NEW YORK – The life of Philip Roth was a story. So was the writing of his biography.
Blake Bailey's “Philip Roth,” a volume Roth had imagined in some form for more than 20 years, comes out April 6. Ever willing to provoke or amplify an argument, the author of “American Pastoral,” “Sabbath's Theater” and other novels had been thinking of a biography ever since his former wife, actress Claire Bloom, depicted him as unfaithful, cruel and irrational in her 1996 memoir “Leaving a Doll's House.”
Roth was determined to have his side come out, but wanted someone else to tell it. He first recruited Ross Miller, an English professor and nephew of playwright Arthur Miller, but became so unhappy with what he believed was Miller's narrow scope that the two had a falling out. So in 2012, Roth brought in Bailey, granting him full access to his papers, his friends and, the highest hurdle, the author himself.

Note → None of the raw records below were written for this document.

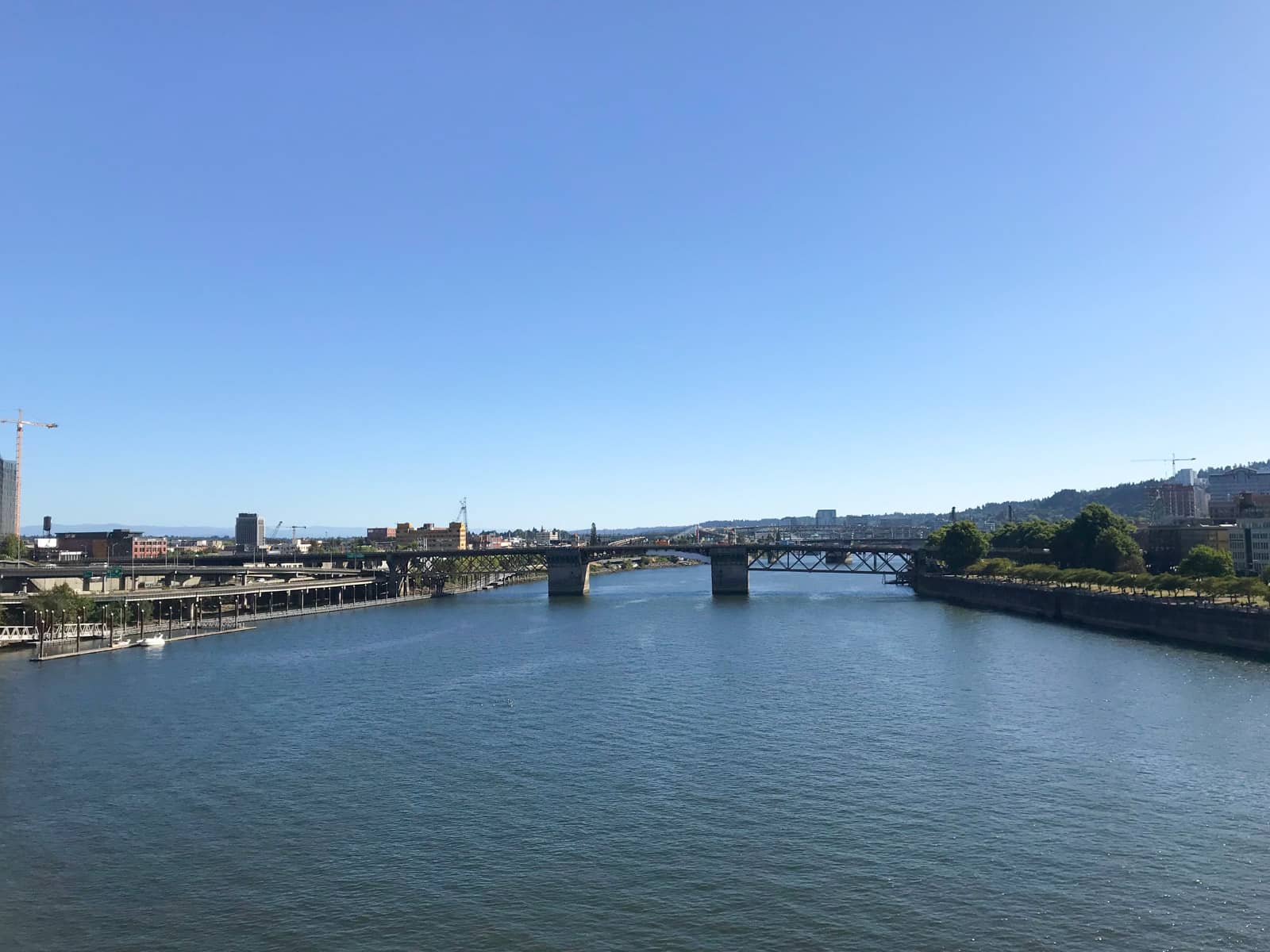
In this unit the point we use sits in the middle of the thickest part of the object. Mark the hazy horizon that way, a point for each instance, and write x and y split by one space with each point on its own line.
587 263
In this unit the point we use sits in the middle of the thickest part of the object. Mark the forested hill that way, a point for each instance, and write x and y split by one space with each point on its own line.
1128 499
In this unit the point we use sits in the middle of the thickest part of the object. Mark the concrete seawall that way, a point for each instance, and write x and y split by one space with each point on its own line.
1127 615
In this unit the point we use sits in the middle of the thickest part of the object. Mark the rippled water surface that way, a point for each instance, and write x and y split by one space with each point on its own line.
829 765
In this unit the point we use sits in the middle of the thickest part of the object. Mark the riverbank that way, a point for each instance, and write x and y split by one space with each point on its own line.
1137 616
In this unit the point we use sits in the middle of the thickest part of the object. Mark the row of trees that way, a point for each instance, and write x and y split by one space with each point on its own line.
1096 539
1138 583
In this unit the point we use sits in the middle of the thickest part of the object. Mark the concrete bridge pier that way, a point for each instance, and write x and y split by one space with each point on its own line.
568 573
729 570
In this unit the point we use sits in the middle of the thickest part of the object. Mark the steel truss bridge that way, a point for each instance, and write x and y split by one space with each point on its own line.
568 568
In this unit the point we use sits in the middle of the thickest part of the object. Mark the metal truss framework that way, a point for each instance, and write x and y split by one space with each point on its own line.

Bailey would have the final say.
“Philip understood what the deal was," Bailey told The Associated Press, "and mostly abided by it.”
Over the next six years, until Roth died in 2018, he and Bailey were collaborators, friends and sometimes combatants. As Bailey writes in the book's acknowledgements, their time together could be “complicated but rarely unhappy and never dull.” One moment, Roth might be cracking jokes or cheerfully looking through a photo album of old girlfriends — there were many — and the next he was seething over Bloom's alleged crimes.
The British author Edmund Gosse once defined a biography as “the faithful portrait of a soul in its adventures through life.” Bailey's book is more than 800 pages and could have lasted hundreds more. Roth completed more than 30 books and lived many lives in 85 years. Bailey assumes the roles of critic, confessor, psychologist, even marriage counselor.
He traces Roth's life from his stable but inhibiting middle-class childhood in Newark, New Jersey, to adult years of literary discipline and personal liberties, and his final years of self-imposed retirement.